日刊ゲンダイDIGITAL 5/11(木) 12:11配信

 まだ本来の姿ではない。3月のマイアミ・オープン(OP)で右手首を痛めた錦織圭(27=世界ランキング8位)が、約1カ月半ぶりにコートに戻ってきた。同40位のシュワルツマン(24=アルゼンチン)を相手に第1セットを落とすも、2-1で退けた。

 今大会は4大大会に次ぐ格付けのマスターズ1000。
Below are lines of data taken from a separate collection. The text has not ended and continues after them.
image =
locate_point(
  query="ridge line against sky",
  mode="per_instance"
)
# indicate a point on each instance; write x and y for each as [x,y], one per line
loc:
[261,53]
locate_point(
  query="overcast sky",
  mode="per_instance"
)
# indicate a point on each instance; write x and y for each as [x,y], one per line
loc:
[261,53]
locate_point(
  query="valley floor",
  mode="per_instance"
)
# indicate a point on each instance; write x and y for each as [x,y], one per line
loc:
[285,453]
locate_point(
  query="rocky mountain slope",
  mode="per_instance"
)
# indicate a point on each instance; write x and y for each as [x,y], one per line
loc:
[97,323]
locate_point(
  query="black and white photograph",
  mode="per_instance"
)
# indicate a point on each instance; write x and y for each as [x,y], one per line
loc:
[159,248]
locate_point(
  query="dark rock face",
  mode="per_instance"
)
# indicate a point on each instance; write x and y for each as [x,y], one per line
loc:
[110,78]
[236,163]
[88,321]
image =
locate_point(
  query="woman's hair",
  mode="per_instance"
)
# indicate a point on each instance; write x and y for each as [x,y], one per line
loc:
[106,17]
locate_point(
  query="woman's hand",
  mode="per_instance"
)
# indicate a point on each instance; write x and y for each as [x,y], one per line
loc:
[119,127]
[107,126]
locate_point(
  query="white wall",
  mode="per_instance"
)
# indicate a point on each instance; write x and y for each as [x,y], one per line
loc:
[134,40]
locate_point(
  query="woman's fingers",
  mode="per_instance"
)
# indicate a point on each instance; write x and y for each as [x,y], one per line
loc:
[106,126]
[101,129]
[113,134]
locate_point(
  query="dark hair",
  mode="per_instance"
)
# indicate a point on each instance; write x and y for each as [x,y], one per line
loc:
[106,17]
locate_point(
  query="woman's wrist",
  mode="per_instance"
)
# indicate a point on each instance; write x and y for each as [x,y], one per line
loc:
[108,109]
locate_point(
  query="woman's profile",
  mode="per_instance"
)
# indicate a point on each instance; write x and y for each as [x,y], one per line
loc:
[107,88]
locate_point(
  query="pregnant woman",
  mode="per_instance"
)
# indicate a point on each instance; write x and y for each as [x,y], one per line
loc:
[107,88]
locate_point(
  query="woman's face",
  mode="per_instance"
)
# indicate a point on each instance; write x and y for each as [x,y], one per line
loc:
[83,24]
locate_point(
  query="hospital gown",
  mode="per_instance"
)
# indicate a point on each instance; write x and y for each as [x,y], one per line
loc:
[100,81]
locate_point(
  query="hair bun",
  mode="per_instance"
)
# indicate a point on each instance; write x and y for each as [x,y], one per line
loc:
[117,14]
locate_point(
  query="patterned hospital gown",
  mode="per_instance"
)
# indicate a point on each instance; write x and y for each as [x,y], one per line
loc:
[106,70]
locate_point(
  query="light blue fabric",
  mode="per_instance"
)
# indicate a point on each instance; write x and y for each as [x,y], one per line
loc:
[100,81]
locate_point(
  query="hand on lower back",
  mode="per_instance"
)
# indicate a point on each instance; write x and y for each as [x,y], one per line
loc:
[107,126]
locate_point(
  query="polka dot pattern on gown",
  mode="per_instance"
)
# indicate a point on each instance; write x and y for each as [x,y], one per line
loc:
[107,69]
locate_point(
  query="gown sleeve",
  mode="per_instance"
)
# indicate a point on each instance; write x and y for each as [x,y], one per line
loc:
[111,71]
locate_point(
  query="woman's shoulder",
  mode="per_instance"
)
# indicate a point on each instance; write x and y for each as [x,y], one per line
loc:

錦織が欲しいタイトルのひとつだが、手首の状態は万全でない。第1セットはフォアのミスを連発、ベンチで何度も手首を気にしていた。28日開幕の全仏OP(クレー)を前に無理はできず、少しでも痛みが出れば途中棄権もあるとみられている。

 今回の故障は全仏での上位狙いがあだになったとの指摘がある。錦織は2月のデビス杯を欠場、4連覇しているメンフィスOPとメキシコOPには行かず、得意のクレーで行われるアルゼンチンOP(準優勝)とリオOP(初戦負け)に出場した。

■「南米2大会の影響は否定できない」

 昨年までと日程を変えたのは、クレーの全仏を見据えて2月に赤土を2大会経験しておきたかったからだ。3月は米国開催のマスタ―ズ2大会(ハード)に出て、4月下旬からのクレー3大会で調子を上げ、ベスト8が最高成績の全仏に向かうシナリオだった。

 しかし、クレーは球足が遅く、ボールが高く弾むのでラリーが続きやすい。しかも、南米のクレーコートは欧州ほどしっかり整備されていない。同じクレーでも、大会によって状態は大きく異なる。今季はそれまで2大会(ブリスベン国際、全豪)しか戦っていなかった錦織にとって体への負担が大きかったことは想像に難くない。痛みが出たのはハードコートのマイアミOPでも、「南米2大会の影響は否定できない」と関係者は話す。

 錦織は2月3日開幕のデビス杯に出ると南米大会に向けて日程が厳しく、「体のことを考えて」欠場を決めたと言った。その南米大会が故障の原因になったとすれば皮肉な話である。